While it wouldn’t surprise me in the least to see Pittsburgh sitting atop the league in sacks next year, turnovers are a far different story, regardless of the quality of their defense. Statistically speaking, teams almost always see substantial regression in this metric after leading the league. Winning the turnover battle is key in football, but the reality is there are too many lurking variables in causing them. I see no reason why Pittsburgh won’t likely follow suit.

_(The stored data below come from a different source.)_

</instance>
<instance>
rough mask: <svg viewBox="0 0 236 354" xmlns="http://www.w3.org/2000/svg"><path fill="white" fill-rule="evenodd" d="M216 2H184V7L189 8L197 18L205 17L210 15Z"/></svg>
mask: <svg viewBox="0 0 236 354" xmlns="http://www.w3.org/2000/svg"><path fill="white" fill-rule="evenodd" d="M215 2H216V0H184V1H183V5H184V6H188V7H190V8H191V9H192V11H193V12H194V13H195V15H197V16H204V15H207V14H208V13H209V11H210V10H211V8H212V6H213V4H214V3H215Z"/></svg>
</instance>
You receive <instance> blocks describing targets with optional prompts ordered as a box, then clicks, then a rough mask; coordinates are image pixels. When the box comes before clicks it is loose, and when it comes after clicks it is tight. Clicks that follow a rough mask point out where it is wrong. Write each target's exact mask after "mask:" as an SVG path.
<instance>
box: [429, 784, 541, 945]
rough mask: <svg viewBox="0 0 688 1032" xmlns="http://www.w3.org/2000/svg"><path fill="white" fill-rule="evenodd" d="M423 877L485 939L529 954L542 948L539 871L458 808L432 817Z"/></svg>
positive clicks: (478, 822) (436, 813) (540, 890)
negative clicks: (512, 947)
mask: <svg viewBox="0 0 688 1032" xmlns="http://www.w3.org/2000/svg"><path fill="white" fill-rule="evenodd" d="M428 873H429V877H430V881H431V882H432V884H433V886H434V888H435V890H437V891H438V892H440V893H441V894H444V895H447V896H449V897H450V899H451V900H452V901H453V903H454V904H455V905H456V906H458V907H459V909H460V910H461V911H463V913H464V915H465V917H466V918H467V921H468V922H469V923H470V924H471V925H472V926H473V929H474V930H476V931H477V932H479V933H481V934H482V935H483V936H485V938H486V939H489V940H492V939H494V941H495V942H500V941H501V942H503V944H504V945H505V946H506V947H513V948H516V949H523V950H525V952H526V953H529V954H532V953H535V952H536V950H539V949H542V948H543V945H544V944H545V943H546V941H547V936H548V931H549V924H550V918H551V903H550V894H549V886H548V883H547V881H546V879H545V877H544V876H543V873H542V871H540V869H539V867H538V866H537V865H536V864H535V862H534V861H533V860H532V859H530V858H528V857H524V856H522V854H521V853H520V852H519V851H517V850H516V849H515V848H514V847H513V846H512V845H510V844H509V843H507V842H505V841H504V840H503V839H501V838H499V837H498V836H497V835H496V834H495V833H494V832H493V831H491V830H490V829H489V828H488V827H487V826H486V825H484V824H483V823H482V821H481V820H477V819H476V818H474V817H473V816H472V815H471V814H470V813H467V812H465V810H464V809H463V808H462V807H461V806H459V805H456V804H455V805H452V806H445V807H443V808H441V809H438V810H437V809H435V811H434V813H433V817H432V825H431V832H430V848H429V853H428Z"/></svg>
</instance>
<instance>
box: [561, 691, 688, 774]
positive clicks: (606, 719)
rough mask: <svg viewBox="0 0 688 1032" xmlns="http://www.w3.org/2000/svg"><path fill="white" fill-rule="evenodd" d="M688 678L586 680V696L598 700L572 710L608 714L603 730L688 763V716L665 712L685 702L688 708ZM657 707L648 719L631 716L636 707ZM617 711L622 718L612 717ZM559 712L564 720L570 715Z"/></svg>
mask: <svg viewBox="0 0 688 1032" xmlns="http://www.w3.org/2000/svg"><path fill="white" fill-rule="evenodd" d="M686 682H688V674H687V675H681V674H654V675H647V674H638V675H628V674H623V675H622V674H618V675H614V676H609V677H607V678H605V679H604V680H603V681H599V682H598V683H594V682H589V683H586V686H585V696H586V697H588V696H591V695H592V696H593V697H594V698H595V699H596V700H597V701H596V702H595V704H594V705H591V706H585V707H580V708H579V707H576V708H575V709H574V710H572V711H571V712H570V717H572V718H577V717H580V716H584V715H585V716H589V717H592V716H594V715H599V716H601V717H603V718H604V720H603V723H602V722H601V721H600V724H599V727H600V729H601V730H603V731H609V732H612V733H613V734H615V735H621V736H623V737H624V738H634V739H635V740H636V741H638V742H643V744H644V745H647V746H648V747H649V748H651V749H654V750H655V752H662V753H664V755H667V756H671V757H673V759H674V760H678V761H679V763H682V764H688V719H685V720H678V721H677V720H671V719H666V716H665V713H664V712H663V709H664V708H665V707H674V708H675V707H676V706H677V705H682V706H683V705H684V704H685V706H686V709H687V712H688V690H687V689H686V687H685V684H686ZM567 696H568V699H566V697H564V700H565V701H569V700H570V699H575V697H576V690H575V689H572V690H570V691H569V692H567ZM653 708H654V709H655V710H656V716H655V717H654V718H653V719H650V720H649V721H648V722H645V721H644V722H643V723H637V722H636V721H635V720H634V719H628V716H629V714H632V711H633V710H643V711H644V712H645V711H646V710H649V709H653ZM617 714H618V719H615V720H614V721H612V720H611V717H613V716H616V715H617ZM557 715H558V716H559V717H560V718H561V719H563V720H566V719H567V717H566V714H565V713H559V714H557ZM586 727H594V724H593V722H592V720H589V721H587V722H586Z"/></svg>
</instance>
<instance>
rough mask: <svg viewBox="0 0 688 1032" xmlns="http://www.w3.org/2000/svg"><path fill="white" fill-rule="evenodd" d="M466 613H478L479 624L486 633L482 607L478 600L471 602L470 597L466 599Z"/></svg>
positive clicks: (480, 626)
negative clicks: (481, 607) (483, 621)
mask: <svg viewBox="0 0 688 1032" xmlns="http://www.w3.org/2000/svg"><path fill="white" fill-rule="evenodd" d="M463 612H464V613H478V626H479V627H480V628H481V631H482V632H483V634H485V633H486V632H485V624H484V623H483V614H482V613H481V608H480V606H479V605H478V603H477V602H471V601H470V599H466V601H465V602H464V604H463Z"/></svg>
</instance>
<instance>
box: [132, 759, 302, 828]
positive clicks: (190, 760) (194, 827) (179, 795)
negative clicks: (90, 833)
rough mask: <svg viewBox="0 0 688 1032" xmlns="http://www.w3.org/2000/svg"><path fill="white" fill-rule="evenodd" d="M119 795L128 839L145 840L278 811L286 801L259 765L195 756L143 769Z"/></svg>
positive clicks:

But don’t fret, Terrible Towel wavers!
What I will offer is that less turnovers might actually be a positive sign for a defense that watched their offense finish 26th in time of possession last year. With more consistency from a Roethlisberger-led offense, less play time could mean less opportunities to pad the stat sheet for what should still be a top three defense.
4. How does the Schedule Look?
The schedule looks pretty nice, actually. The Steelers have the league’s second easiest schedule behind the archrival Ravens thanks to 2019’s worst division, the NFC East, being in the out-of-conference rotation this year for the AFC North. The one caveat is the fight for the division could be as heated as ever, with the Ravens, Browns, and Bengals all improving on paper from a season ago in what should be the AFC’s toughest division.
However, even if the Steelers can’t secure the division title, the addition of a third wild card team this year in each conference bodes well for a team supremely motivated to get back to the big dance.
Record Prediction: 10-6; Wild Card Berth
“Woah, this guy just waxed poetic about our team! What gives?!?” While 10-6 may seem a little harsh to some, the Steelers have a lot going for them this year, and I do expect them to return to the playoffs.
My cautious optimism comes from some uncertainty regarding the health of Big Ben, the questions that could arise along the offensive line, and the lack of dynamism in the running back room should Roethlisberger decline a little (my sincerest apologies, James Conner fanatics). But who knows what could happen in a season with COVID-19 looking steadily over its shoulder? Only one thing is certain: football is back, and hopefully here to stay.